Walter de Silva ha ricevuto sabato scorso una laurea honoris causa dall’università di Bologna. Io stavo al mare, ma curioso di sapere che aria tirava intorno al creativo a capo del design dell’impero Volkswagen, ho fatto qualche telefonata qua e là. Beh, non ci crederete, ma mi è arrivato una specie di mattinale che vi invito a leggere fino all’ultima riga.
Segnalata all’autorità giudiziaria competente un’adunata sediziosa di ex dirigenti Alfa Romeo incontratisi a Bologna il 7 giugno utilizzando la copertura del conferimento della laurea ad honorem in design a Walter Maria de Silva dall’ateneo felsineo.
A fianco del creativo 63enne nato a Lecco che ormai da anni dirige il design del gruppo Volkswagen i suoi due bracci destri della stagione d’oro del Centro Stile del Biscione ad Arese: Mario Favilla (oggi pensionato) e Wolfgang Egger (da poco paracadutato dalla Germania a guidare il design dell’Italdesign Giugiaro a Torino).
Notati anche l’ex direttore tecnico dell’Alfa Stefano Jacoponi, ora al vertice di uno studio di progettazione meccanica (buon sangue non mente) e chi fece della 156 quella mirabilia assoluta in termini di tenuta di strada, Bruno Cena (oggi nonno full-time). Presente anche un protagonista dell’ultima stagione dell’Alfa a trazione anteriore, Luca De Meo, papà della MiTo, oggi direttore vendite e marketing mondo dell’Audi.
De Meo era volato a Bologna dalla Germania proprio per celebrare la laurea a De Silva, un evento cui non hanno voluto mancare né l’amministratore delegato del gruppo Vw Martin Winterkorn né il direttore tecnico Ulrich Hackenberg.
Da notare che l’elemento scatenante che convinse De Silva ormai 15 anni fa a lasciare l’Alfa Romeo è che nel suo futuro non ci sarebbe stato spazio per nulla più che continuare a fare il direttore del Centro Stile Alfa Romeo.
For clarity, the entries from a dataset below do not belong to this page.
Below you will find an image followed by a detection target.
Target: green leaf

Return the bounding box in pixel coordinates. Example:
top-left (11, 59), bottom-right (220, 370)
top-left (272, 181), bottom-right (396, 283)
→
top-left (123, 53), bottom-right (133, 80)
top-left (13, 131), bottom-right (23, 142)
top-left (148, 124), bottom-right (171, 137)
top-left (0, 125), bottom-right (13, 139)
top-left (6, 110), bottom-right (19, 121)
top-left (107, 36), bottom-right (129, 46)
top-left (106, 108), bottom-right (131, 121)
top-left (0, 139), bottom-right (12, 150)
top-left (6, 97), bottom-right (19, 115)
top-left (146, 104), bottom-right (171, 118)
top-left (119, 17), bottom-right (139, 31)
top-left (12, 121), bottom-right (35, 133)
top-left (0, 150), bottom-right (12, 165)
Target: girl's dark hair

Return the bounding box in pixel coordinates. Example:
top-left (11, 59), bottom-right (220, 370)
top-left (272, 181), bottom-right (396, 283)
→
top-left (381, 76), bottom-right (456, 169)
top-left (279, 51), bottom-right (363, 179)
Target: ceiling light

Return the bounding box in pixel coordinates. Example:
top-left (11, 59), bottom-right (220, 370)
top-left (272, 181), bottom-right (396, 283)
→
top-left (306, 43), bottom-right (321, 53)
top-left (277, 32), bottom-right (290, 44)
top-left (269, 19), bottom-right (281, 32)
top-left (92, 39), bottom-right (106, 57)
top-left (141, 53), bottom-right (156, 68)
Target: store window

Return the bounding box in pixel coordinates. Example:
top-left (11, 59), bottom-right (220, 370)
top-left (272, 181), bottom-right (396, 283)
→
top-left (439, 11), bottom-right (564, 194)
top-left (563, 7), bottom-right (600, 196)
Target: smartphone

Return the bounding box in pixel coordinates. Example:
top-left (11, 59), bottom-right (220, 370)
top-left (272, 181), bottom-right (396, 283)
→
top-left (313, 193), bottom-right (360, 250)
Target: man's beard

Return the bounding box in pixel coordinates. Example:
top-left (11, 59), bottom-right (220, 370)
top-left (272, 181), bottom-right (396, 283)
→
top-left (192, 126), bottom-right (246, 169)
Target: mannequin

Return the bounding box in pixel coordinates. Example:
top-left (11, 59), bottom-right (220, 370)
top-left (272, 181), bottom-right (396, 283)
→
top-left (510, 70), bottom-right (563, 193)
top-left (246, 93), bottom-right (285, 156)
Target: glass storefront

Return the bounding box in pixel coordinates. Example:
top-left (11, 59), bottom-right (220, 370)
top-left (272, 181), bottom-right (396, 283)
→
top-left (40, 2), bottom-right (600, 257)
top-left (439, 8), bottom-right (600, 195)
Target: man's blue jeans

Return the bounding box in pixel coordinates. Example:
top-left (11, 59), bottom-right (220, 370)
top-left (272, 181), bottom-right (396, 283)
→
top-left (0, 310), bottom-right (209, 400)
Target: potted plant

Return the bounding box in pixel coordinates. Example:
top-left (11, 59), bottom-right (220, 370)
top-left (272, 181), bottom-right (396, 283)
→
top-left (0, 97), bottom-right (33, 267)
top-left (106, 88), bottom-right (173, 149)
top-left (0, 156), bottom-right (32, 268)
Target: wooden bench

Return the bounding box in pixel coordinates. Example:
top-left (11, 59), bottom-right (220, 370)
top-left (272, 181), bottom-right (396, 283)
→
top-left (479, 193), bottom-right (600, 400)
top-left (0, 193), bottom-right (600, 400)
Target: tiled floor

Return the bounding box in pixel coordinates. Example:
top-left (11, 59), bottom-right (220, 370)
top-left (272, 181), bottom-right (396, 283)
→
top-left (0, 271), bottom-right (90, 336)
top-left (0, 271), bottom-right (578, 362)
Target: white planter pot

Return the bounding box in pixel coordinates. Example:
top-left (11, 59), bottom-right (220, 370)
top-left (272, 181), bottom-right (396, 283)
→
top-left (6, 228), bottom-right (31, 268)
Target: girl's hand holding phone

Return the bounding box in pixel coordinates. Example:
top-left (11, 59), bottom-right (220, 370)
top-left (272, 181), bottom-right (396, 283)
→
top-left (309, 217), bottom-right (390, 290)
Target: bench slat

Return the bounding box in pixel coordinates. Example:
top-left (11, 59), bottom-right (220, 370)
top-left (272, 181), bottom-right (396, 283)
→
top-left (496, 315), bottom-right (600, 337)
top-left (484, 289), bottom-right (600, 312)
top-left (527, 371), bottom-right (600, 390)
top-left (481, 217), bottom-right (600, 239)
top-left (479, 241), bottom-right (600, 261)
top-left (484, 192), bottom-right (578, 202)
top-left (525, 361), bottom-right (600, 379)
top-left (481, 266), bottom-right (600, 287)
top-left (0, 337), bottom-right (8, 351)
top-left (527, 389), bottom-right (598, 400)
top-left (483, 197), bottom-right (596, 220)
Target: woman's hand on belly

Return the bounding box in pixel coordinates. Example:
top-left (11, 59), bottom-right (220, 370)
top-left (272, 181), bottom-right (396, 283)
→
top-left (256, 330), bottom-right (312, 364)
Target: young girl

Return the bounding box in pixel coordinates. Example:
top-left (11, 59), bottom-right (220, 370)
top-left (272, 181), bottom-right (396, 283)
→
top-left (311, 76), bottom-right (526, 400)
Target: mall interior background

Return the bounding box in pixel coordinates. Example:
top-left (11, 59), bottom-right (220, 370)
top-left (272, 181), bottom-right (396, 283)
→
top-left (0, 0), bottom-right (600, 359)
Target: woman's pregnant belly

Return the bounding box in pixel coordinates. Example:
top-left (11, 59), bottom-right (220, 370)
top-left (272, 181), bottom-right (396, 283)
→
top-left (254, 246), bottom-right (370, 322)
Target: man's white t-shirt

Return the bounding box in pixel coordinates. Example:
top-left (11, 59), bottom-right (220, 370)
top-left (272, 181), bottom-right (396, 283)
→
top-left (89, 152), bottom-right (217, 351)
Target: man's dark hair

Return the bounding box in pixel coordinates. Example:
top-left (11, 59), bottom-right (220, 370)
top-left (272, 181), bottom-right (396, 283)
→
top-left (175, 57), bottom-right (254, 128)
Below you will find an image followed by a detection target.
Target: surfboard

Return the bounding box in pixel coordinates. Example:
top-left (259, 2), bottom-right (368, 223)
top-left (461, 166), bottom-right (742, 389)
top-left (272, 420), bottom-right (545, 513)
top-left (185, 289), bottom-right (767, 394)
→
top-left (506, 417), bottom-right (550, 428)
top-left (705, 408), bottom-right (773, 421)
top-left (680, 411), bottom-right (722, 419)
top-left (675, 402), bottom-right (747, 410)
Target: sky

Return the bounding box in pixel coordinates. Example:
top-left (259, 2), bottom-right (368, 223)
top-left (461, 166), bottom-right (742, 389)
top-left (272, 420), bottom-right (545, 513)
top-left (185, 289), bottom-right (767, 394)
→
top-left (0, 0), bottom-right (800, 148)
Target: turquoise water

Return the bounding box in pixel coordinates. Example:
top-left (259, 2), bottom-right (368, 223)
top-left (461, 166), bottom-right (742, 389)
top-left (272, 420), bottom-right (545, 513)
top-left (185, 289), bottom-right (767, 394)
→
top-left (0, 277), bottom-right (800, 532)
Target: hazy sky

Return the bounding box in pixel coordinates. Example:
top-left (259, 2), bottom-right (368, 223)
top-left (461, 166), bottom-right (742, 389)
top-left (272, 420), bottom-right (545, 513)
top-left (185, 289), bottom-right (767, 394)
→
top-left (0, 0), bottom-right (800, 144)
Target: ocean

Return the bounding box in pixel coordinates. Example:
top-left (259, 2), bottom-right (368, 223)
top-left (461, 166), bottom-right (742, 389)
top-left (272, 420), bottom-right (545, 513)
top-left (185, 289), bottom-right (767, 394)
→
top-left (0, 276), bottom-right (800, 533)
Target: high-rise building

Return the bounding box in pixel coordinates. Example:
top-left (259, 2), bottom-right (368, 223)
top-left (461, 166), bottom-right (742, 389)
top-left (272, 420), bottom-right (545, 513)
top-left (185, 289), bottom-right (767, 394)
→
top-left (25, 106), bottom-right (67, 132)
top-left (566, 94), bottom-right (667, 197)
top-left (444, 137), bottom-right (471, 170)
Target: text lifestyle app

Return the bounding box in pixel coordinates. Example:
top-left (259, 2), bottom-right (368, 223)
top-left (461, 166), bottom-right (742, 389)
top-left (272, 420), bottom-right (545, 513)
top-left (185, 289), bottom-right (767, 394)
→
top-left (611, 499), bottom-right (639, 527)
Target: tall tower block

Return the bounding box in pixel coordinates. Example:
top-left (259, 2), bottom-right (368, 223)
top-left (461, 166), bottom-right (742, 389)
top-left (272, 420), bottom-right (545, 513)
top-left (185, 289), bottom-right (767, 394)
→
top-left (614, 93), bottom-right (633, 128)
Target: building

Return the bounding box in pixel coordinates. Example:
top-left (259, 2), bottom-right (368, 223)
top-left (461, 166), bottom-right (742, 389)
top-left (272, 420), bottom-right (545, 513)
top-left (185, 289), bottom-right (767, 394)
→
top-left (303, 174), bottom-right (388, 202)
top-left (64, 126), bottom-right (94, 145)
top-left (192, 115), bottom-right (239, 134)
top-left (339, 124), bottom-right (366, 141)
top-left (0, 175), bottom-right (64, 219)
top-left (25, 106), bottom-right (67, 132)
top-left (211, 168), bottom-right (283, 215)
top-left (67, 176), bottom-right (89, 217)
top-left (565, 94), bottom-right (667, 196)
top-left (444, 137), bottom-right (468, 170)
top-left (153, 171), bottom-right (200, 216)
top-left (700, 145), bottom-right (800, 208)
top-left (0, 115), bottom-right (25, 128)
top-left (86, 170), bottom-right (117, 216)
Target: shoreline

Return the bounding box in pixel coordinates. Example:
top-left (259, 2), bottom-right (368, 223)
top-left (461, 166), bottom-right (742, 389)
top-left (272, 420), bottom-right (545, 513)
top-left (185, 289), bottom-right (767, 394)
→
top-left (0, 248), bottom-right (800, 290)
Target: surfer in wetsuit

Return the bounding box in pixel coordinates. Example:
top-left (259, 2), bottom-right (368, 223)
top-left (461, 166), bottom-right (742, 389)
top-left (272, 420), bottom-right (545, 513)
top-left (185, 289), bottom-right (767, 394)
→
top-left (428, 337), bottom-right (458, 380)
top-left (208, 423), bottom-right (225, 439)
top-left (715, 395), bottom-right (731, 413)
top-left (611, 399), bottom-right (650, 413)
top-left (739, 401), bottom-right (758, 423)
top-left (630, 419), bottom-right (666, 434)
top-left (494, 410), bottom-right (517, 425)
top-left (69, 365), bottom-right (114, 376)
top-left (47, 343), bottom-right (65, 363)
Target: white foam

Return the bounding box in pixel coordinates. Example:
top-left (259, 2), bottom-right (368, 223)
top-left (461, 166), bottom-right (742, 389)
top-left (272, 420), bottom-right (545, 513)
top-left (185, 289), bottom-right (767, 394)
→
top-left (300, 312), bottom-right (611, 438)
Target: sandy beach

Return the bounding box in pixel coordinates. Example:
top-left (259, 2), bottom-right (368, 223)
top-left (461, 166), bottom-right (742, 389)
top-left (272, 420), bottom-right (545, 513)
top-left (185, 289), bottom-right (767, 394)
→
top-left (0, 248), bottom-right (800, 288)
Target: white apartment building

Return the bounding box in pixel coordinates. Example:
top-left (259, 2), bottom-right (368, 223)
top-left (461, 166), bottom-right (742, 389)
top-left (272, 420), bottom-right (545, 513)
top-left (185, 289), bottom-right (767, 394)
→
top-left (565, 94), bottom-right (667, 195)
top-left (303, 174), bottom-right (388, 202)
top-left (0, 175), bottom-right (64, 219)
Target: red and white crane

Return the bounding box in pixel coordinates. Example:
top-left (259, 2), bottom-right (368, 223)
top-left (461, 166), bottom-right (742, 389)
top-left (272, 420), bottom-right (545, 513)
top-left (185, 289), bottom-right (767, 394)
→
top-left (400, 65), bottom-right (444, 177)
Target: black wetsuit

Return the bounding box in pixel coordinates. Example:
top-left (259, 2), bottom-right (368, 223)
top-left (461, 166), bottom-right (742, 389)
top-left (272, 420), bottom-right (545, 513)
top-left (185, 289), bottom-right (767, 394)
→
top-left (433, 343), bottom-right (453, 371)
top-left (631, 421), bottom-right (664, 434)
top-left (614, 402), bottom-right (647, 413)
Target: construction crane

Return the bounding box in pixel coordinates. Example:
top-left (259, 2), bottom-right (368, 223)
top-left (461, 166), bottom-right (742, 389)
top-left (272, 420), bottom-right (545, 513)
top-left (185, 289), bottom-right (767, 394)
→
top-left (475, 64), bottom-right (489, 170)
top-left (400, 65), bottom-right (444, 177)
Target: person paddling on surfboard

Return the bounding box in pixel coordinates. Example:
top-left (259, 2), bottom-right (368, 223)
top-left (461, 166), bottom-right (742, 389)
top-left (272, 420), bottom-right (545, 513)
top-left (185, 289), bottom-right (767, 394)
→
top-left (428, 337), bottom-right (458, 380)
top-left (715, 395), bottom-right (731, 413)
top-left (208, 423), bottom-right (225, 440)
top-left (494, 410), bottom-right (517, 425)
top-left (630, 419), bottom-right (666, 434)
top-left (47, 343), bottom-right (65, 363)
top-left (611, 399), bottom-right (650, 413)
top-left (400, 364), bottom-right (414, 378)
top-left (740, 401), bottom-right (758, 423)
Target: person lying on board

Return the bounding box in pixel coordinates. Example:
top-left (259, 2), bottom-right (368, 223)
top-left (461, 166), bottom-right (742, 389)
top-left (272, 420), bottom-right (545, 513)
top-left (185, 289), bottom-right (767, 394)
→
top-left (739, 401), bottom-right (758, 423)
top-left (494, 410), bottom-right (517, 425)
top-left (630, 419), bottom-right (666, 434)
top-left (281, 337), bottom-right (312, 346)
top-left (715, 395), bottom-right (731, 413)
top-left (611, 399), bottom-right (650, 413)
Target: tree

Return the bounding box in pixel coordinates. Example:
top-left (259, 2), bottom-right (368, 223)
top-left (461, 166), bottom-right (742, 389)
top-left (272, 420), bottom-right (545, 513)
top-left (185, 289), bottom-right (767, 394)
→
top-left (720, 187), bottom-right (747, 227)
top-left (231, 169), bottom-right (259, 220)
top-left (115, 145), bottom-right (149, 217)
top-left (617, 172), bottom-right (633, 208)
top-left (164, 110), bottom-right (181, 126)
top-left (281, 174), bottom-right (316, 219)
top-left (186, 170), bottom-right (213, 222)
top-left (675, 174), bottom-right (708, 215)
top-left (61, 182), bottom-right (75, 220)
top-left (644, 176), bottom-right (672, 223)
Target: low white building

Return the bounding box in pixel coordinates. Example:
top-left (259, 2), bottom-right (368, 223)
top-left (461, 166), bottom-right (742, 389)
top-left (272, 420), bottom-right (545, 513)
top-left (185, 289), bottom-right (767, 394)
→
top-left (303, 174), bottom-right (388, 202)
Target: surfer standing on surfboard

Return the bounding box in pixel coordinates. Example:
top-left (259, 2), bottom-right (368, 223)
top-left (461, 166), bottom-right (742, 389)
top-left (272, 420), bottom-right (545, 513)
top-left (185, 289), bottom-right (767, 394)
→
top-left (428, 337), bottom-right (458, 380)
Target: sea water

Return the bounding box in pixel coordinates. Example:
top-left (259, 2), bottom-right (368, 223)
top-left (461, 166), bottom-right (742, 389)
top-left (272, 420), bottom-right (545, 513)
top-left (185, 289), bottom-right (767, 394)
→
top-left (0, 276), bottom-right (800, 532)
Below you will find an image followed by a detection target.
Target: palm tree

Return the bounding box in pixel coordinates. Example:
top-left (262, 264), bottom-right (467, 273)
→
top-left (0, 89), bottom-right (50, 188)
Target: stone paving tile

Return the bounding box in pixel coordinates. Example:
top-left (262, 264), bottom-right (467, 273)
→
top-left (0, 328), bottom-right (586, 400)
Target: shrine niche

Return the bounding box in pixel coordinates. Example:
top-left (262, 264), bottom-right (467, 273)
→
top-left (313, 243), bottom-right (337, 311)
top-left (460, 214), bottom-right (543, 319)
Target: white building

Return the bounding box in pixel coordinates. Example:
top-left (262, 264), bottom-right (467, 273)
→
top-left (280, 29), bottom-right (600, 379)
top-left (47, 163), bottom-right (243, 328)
Oggi il “transfuga” comanda il design di 12 marche con 1500 persone che operano in 19 centri stile sparsi in tutto il mondo. Quindi era probabilmente in grado di fare qualcosa di più. E lo fa con l’Alfa nel cuore.
Caro Paternò, ti piace infilare il coltello nella piaga! Fortunatamente 15 anni fa Marchionne non c’era ancora, ma c’era però Cantarella che in quel tempo veniva osannato come il manager illuminato dell’auto. facendo le debite proporzioni quasi il Marchionne degli anni novanta.
La storia di Da Silva è parabola perfetta del “tafazzismo” applicato all’Alfa Romeo, cambiano le persone, cambiano i tempi, ma su Alfa Romeo continua l’accanimento terapeutico. Ma questa volta non si tratta di accanimento terapeutico per mantenere in vita un marchio, ma di accanimento per farlo morire. E sull’adunata sediziosa di ex Alfisti posso dire che vale l’assioma “sono i migliori che se ne vanno”: su quelli che restano stendiamo un pietoso velo.